Adebayo used the opportunity to underscore the importance of airtime credit to millions of Nigerians, particularly those in lower-income communities who rely on the facility to stay connected. “What this episode demonstrated is that airtime credit is not a financial product in the way regulators initially characterised it,” he said. “It is economic infrastructure that approximately 40 million people use regularly, with the vast majority of them at the base of the economy. Removing that infrastructure, even temporarily, had consequences that went far beyond the telecom sector.” The chairman also called for stronger collaboration between the FCCPC and the NCC to prevent future regulatory clashes. “The lesson is that Nigeria’s regulatory agencies need formal coordination protocols for services at the intersection of telecommunications and financial products,” Adebayo said. “The FCCPC’s consumer protection mandate and the NCC’s telecom regulatory mandate can coexist without either displacing the other. We are ready to participate in that conversation and urge both agencies to begin it without delay.”

The resumption of airtime credit services has brought relief to millions of prepaid subscribers who depend on small airtime advances for daily communication, mobile money transactions, and access to essential digital services. During the weeks of suspension, many low‑income users were forced to rely on more expensive alternatives, exacerbating the financial strain already imposed by record inflation and high energy costs. Small business owners who use airtime credit to manage customer communications and process mobile payments also reported significant disruptions. Analysts noted that the dispute highlighted the broader challenge of regulating services that straddle the boundary between telecommunications and financial services, a grey area that is becoming increasingly common as digital ecosystems converge.

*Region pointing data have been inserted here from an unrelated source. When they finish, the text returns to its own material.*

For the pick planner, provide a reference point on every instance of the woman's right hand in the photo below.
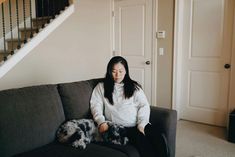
(103, 127)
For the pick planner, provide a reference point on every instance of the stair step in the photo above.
(12, 44)
(40, 21)
(27, 32)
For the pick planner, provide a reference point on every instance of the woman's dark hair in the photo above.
(130, 86)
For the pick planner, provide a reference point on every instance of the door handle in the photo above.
(227, 66)
(147, 62)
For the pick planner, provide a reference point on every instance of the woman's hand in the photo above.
(141, 129)
(103, 127)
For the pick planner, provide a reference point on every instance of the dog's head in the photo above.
(116, 134)
(66, 131)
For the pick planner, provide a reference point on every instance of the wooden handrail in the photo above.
(1, 1)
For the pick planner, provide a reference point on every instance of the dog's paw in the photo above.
(79, 144)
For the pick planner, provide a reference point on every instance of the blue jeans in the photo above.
(152, 144)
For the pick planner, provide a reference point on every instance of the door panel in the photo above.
(205, 81)
(133, 38)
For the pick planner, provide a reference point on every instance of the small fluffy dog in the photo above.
(79, 133)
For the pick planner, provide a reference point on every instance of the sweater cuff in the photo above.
(142, 125)
(100, 120)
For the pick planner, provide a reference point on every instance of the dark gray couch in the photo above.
(30, 116)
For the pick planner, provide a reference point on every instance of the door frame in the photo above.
(154, 47)
(177, 53)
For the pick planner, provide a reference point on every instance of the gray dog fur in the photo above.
(79, 133)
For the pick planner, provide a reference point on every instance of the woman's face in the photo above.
(118, 72)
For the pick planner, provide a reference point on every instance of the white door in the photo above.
(133, 38)
(206, 48)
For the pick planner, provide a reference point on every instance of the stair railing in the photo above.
(18, 24)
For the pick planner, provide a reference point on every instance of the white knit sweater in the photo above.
(127, 112)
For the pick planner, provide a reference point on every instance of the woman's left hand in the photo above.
(141, 129)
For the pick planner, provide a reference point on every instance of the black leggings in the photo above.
(152, 144)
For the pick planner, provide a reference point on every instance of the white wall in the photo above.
(79, 49)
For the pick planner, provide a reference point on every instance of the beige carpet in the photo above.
(200, 140)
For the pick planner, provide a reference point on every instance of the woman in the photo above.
(121, 100)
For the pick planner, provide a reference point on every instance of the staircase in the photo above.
(25, 35)
(15, 38)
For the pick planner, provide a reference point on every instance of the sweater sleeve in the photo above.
(143, 109)
(97, 105)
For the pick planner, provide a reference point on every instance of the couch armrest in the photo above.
(165, 120)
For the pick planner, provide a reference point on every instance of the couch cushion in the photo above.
(59, 150)
(29, 118)
(75, 97)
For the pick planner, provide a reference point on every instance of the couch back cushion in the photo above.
(29, 118)
(75, 97)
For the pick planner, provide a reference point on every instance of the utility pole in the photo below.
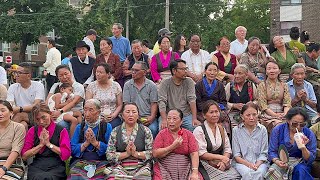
(127, 21)
(166, 25)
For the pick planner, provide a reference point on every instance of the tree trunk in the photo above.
(23, 48)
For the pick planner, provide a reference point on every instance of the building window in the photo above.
(290, 2)
(34, 49)
(287, 25)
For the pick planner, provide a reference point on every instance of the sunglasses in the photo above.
(296, 124)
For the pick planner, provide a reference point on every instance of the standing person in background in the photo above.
(68, 56)
(53, 60)
(196, 58)
(294, 43)
(305, 37)
(238, 46)
(180, 44)
(162, 32)
(91, 36)
(147, 49)
(121, 45)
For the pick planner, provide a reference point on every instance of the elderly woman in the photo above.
(301, 150)
(255, 58)
(65, 76)
(214, 145)
(12, 135)
(226, 62)
(130, 147)
(250, 144)
(48, 144)
(89, 144)
(108, 92)
(159, 66)
(239, 92)
(274, 98)
(176, 151)
(284, 56)
(108, 57)
(210, 88)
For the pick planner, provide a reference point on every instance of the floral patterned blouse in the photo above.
(107, 97)
(278, 95)
(113, 155)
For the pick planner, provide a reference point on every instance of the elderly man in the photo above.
(91, 36)
(196, 58)
(81, 65)
(301, 91)
(136, 55)
(24, 94)
(143, 92)
(53, 60)
(238, 46)
(178, 92)
(121, 45)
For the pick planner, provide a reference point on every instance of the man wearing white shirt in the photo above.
(53, 60)
(196, 58)
(238, 46)
(91, 36)
(24, 94)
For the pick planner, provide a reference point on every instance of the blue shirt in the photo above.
(310, 93)
(66, 61)
(281, 135)
(121, 46)
(76, 145)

The FCCPC, for its part, has maintained that its original intent was to protect consumers from exploitative lending practices, hidden charges, privacy violations, and abusive debt recovery methods. The commission had previously defended the DEON Regulations as necessary to address abuses by digital lenders, many of which operate outside the purview of traditional banking regulation. However, the telecom industry argued that airtime credit is fundamentally different from cash loans and should be treated as a value‑added service rather than a lending product. The court’s intervention and the FCCPC’s subsequent suspension appear to have vindicated the industry’s position, at least for now. However, the legal battle is far from over, as the FCCPC has indicated that it will continue to contest the court’s order. The outcome of that challenge could once again reshape the regulatory landscape for airtime lending.

As the industry gradually returns to normalcy, ALTON’s commendation serves as both a pat on the back for the FCCPC and a warning about the dangers of regulatory overreach. The episode has also intensified calls for a formal memorandum of understanding between the FCCPC and the NCC to clearly delineate their respective jurisdictions over services that span both sectors. Until such a framework is established, the risk of another regulatory clash remains. For now, however, the immediate crisis has passed, and millions of Nigerians can once again borrow airtime and data when they need it most. The lesson for regulators, as Adebayo put it, is that not every credit product is a loan, and not every loan should be treated as a threat.